In this study, statistically significant differences were found between the WS and control groups in DTI metrics related to the fusiform gyrus, but not in DTI metrics related to other brain regions including the genu of the corpus callosum. Several studies have reported on structural abnormalities within the corpus callosum in WS, primarily in posterior regions such as the isthmus and splenium (Paul 2011). Our study used an approach to track white matter fibers related to the most anterior portion of the corpus callosum (genu). Clearly, more research on the structure and function of the corpus collosum in WS is warranted.
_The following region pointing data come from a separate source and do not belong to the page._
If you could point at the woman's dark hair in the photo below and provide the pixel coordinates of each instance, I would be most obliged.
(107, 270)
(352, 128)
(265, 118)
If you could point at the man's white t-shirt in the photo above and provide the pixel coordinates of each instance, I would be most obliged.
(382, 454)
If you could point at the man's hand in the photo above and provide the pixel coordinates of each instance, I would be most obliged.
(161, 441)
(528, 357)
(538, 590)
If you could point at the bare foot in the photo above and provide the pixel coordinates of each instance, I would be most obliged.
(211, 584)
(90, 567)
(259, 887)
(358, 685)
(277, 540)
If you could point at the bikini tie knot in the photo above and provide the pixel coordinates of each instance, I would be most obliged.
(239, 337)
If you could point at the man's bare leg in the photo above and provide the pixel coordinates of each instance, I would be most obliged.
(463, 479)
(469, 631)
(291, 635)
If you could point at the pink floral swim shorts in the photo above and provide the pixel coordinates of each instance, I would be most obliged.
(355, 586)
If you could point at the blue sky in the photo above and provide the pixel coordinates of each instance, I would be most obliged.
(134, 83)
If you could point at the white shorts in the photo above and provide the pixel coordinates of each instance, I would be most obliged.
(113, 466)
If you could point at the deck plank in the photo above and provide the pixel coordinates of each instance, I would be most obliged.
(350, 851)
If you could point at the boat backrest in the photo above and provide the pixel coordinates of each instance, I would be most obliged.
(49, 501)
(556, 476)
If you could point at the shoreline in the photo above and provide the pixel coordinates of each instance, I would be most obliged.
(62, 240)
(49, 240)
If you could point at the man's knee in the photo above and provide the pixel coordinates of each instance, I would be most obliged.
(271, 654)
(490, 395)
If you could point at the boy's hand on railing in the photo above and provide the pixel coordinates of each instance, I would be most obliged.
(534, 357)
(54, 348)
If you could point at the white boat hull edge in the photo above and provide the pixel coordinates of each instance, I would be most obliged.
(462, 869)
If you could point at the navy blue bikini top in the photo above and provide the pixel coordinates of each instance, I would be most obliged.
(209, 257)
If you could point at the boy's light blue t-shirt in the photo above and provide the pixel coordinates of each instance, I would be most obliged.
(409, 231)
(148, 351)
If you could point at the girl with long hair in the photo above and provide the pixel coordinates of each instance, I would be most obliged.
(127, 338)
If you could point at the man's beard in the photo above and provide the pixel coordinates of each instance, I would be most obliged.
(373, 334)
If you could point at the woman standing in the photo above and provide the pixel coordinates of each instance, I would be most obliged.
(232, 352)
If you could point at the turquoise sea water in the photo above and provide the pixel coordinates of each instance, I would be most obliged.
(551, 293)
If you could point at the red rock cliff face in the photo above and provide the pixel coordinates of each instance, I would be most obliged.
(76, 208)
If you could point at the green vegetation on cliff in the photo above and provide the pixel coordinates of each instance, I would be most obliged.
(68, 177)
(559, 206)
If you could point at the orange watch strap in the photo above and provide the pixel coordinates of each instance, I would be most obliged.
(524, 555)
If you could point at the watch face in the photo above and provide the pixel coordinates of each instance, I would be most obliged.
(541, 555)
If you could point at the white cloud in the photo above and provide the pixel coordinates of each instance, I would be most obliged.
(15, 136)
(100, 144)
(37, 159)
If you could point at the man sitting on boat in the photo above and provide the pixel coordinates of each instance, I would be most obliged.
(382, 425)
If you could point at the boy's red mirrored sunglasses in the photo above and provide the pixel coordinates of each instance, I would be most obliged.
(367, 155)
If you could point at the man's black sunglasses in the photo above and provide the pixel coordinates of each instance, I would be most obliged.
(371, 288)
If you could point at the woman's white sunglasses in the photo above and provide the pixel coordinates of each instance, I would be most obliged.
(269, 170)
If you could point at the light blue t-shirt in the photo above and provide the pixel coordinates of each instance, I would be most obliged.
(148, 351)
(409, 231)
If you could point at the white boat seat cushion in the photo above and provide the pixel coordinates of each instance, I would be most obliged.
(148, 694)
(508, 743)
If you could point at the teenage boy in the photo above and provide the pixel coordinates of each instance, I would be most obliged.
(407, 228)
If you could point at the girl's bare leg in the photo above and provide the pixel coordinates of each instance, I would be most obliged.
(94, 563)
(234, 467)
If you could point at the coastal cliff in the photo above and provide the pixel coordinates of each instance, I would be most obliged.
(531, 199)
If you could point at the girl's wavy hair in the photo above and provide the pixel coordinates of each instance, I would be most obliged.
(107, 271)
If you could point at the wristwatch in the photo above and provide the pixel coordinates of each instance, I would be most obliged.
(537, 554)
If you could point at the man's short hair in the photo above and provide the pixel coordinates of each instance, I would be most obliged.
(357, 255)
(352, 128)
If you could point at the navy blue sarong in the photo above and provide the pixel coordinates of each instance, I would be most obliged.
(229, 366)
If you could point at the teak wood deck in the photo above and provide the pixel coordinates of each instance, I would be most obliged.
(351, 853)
This findings presented here indicate that the deleted genes in WS may influence the development of the neuroanatomy involved in processing facial expressions. However, these results are based on data acquired from adults with WS and thus are limited in terms of informing models of neurodevelopment in WS directly. Future studies designed to investigate neuro and behavioral development throughout early childhood in WS will help to elucidate the interaction between genes, environmental factors and social brain development in WS.
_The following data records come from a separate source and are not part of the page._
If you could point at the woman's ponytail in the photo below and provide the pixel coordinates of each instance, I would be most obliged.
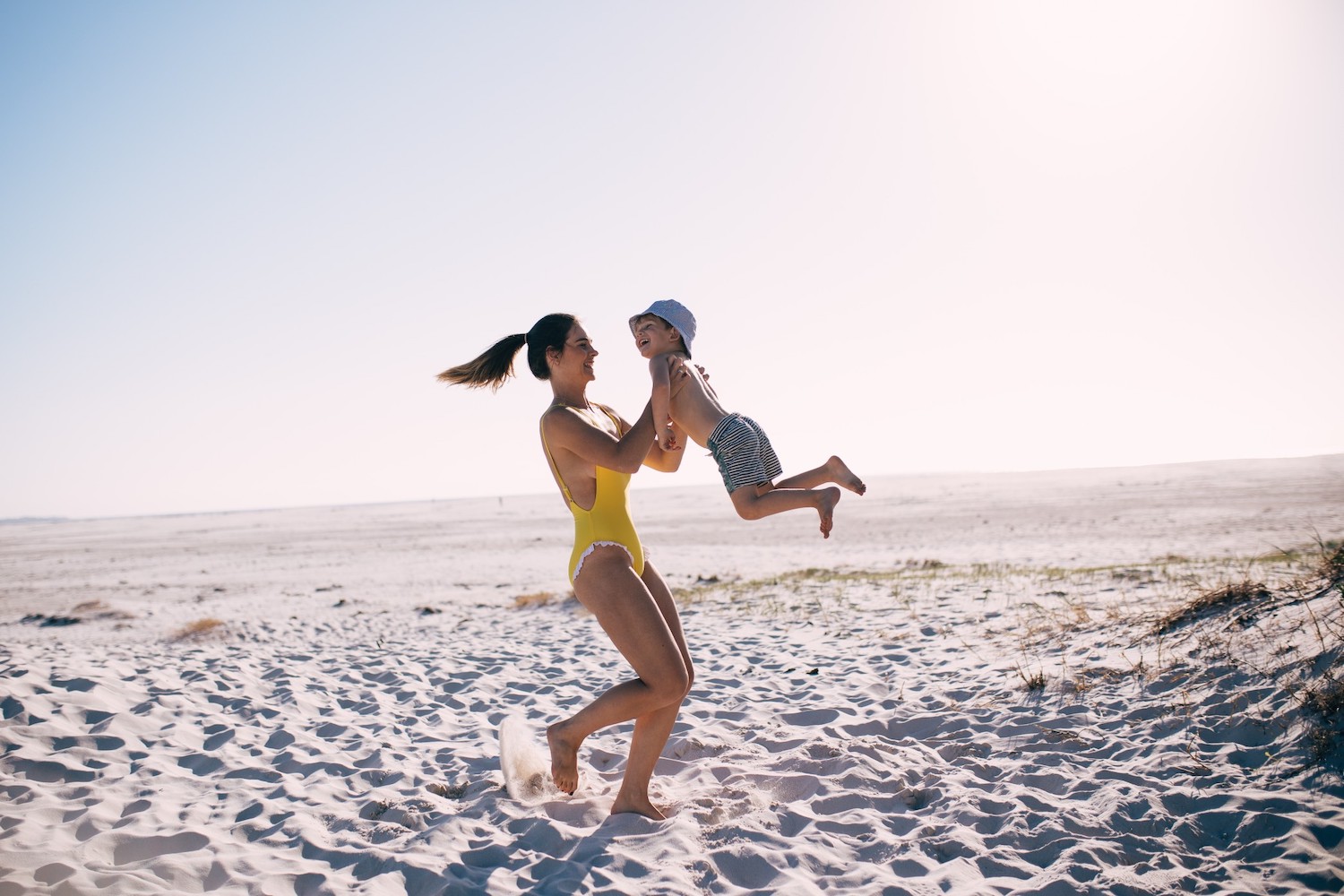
(491, 368)
(496, 363)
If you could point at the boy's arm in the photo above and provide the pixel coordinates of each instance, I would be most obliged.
(661, 402)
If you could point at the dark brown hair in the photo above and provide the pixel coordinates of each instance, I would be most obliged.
(496, 363)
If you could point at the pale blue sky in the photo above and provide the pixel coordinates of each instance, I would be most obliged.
(238, 239)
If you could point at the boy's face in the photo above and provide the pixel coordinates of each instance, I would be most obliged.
(655, 336)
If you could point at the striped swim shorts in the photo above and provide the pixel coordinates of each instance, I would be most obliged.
(742, 452)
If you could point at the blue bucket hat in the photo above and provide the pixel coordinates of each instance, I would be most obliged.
(674, 314)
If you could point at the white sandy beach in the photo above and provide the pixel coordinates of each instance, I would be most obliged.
(965, 691)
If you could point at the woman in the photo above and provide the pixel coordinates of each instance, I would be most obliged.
(591, 452)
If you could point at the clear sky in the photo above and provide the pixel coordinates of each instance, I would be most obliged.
(238, 239)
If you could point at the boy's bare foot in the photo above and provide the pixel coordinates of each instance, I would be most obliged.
(843, 476)
(639, 807)
(564, 758)
(828, 498)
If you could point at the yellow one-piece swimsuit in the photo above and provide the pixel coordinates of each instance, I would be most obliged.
(607, 521)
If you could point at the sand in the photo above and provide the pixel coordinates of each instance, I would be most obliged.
(968, 689)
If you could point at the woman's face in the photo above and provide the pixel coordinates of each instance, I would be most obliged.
(578, 354)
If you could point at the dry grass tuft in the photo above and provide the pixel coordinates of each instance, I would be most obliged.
(1332, 564)
(1325, 732)
(1222, 598)
(199, 629)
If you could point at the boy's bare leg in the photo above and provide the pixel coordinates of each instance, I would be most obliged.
(832, 470)
(761, 501)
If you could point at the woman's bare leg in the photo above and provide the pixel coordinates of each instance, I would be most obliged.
(652, 729)
(634, 622)
(832, 470)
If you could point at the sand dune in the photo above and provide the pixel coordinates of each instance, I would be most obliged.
(968, 689)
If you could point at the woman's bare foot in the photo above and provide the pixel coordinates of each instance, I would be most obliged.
(827, 500)
(843, 476)
(564, 758)
(637, 806)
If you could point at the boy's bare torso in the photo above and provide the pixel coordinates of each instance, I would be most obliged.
(694, 405)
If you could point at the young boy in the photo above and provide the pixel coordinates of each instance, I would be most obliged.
(747, 462)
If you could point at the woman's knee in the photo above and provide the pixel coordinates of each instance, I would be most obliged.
(671, 686)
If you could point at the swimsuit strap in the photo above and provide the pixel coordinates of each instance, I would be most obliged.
(546, 445)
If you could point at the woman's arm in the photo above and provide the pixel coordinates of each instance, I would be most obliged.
(666, 461)
(566, 429)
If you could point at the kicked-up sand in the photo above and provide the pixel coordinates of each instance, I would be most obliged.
(1090, 681)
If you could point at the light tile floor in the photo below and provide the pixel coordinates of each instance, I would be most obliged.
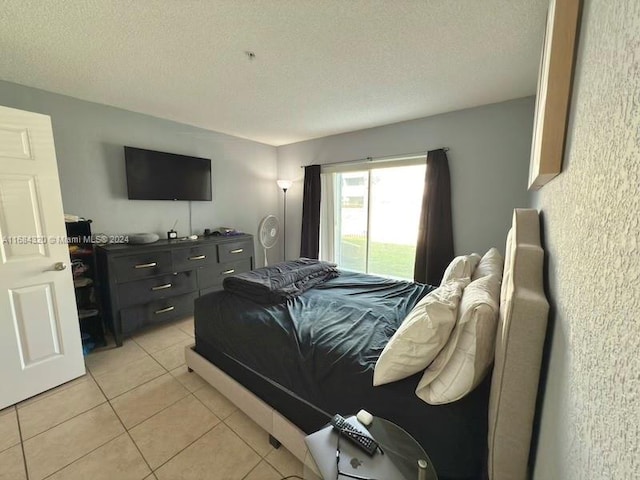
(137, 414)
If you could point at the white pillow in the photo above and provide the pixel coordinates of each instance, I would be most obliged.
(490, 264)
(460, 267)
(467, 356)
(422, 334)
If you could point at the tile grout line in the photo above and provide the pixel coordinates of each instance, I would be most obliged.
(183, 449)
(24, 455)
(108, 401)
(99, 446)
(127, 432)
(157, 413)
(237, 434)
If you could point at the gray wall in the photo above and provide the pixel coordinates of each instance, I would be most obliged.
(590, 426)
(89, 140)
(489, 162)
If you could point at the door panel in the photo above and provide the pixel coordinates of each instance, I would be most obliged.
(36, 324)
(40, 346)
(18, 196)
(14, 142)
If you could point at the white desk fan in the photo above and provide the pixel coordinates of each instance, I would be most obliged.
(268, 231)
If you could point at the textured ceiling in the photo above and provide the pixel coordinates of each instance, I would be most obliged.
(320, 67)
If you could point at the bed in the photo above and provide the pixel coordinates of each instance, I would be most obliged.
(290, 366)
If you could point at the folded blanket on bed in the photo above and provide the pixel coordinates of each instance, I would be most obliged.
(278, 283)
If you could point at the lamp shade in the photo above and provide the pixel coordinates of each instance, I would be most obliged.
(284, 184)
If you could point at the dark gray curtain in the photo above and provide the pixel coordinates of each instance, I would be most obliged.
(434, 250)
(310, 242)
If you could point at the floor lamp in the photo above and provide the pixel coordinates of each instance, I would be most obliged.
(284, 185)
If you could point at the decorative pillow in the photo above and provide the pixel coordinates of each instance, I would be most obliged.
(460, 267)
(422, 334)
(467, 356)
(490, 264)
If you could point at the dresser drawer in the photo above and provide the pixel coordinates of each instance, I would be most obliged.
(193, 257)
(214, 274)
(150, 289)
(133, 318)
(142, 265)
(230, 252)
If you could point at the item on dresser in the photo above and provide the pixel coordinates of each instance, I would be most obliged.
(143, 238)
(148, 284)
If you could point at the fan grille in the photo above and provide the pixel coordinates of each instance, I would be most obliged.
(269, 231)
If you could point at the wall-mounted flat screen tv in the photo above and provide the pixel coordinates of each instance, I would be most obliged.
(166, 176)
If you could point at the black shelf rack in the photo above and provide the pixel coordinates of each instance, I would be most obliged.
(85, 278)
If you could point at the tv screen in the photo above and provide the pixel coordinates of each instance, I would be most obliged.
(166, 176)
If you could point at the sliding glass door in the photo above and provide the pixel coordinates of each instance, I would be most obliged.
(377, 212)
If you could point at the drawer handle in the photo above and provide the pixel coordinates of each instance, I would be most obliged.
(146, 265)
(164, 310)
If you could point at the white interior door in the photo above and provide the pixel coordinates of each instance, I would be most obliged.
(40, 345)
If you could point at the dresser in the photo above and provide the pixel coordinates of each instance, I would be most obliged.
(143, 285)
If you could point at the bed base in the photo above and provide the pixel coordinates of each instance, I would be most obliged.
(281, 431)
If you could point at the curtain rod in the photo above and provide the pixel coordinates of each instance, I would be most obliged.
(377, 159)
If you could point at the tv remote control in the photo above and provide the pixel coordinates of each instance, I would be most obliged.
(359, 438)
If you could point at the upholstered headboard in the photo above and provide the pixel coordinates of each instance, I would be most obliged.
(521, 332)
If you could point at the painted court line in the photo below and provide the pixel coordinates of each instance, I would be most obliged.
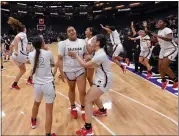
(103, 125)
(127, 98)
(145, 79)
(146, 106)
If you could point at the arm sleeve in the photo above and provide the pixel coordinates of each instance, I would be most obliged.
(31, 59)
(51, 59)
(61, 48)
(168, 31)
(97, 59)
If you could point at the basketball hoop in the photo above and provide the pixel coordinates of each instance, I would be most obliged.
(41, 27)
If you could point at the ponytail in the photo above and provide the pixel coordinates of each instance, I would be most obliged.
(102, 39)
(36, 60)
(106, 49)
Although the results presented here highlight the presence of structural abnormalities of white matter associated with the fusiform gyrus in WS, these results must be taken as preliminary. Social functioning and in particular face processing is abnormal in WS. However, the fusiform gyrus is responsible for many functions (only one of which is face processing). Ideally, this study would have included behavioral data indicative of individual differences in face processing. However, these data were not acquired for a large enough subset within our sample, and thus statistical analyses were not justified. Another approach that would improve the specificity of these findings would be to acquire FFA localizer fMRI scans for each participant (Golarai et al. 2010). As a result, white matter tracts related to the face-processing region within the fusiform could be isolated more accurately. Accordingly, the results presented here should be considered preliminary and hypothesis generating with respect to further investigations of functional and structural aberrations of the fusiform gyrus in WS.
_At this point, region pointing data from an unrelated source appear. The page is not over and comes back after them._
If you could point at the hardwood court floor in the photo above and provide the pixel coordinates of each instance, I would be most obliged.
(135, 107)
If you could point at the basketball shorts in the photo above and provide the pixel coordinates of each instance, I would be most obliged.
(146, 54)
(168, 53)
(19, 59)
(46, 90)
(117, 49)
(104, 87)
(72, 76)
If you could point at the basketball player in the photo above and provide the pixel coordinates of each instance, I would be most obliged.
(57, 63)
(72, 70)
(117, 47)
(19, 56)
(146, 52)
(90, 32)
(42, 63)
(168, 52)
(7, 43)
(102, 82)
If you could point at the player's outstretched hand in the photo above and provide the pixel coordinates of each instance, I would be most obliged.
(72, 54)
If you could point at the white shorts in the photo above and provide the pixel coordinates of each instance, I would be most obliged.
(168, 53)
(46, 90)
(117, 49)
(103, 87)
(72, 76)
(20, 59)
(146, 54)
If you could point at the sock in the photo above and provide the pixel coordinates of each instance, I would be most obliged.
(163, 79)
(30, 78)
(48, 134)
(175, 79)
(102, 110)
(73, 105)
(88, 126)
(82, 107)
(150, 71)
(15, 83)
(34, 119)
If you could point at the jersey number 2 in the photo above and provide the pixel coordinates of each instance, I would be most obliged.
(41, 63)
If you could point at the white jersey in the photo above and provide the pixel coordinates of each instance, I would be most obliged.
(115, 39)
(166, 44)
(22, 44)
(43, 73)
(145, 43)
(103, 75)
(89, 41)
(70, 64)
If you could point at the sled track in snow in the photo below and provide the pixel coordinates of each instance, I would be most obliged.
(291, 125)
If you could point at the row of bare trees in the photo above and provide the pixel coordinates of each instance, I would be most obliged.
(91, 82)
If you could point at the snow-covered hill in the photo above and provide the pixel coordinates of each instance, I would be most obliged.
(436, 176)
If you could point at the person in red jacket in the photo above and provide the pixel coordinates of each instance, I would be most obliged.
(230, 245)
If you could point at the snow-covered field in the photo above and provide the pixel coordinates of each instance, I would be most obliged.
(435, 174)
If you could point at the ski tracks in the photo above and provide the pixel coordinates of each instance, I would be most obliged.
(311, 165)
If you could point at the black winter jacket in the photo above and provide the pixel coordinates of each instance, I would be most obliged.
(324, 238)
In conclusion, we have provided evidence that the white matter tracts associated with the fusiform gyrus exhibit abnormal macro- and micro-structural characteristics in WS as compared to chronologically and mentally age-matched controls. This finding provides further support for a model relating genetic risk in WS to structural and functional aberrations within the brain, ultimately influencing the development of distinctive social behaviors in this condition. Clearly, as behavioral and DTI approaches continue to advance, further research is warranted in this condition.
This study was supported by Grants P01 HD033113-12 (NICHD) and T32 MH19908.